Oui, Cannes, Semaine de la Critique, mon premier film.

Mais c'était ma quatrième fois au festival. Y étais venu en 1978 et 79 pour vendre des magazines, dans les rue et sur les plages. Vente à la criée (mais ne criant pas, ai très peu vendu). J'y avais découvert Fassbinder et croisé Chantal Akerman, son sourire merveilleux (mais elle ne m'avait pas acheté un de mes numéros 300 des Cahiers du Cinéma, Spécial Jean-Luc Godard —elle l'avait déjà). Y étais revenu en autostop en 1980, avec mon ami Élie Poicard, pour voir Sauve qui peut (la vie) et The Big Red One.

1984, donc. L'hôtel était assez éloigné de la croisette, sur un grand boulevard au-delà de la gare. Aucun souvenir d'avoir parlé du film, ni d'avoir rencontré quiconque. Sauf, le dernier jour, une fille avec qui j'étais au lycée, devenue journaliste (on n'avait jamais échangé un mot —mais comment elle, à l'époque si fine et insolente, était-elle si vite devenue cette petite professionnelle rangée?) 

J'étais sûrement content que le film soit là. J'étais jeune (mon film a d'ailleurs reçu le Prix de la Jeunesse; ai reçu le même prix pour Holy Motors—30 ans plus tard. La jeunesse n'a pas de prix)

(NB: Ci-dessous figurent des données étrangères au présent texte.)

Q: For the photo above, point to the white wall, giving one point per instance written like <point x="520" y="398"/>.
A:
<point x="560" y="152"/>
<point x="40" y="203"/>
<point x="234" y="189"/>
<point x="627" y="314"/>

Me souviens avoir aimé un film présenté cette année-là, en noir & blanc lui aussi: Stranger Than Paradise, de Jim Jarmush. Sentiment que c'était là un vrai film, alors que le mien faisait semblant.

La Semaine de la Critique (drôle d'intitulé; pourquoi pas: Semaine du Châtiment?) a donc 60 ans. Comme moi. Et comme aurait dit Tom Lehrer (cité dans Boy Meets Girl, puis Annette): "Et dire que quand Mozart avait notre âge, il était déjà mort depuis 25 ans".

Merde & courage aux futurs critiqués.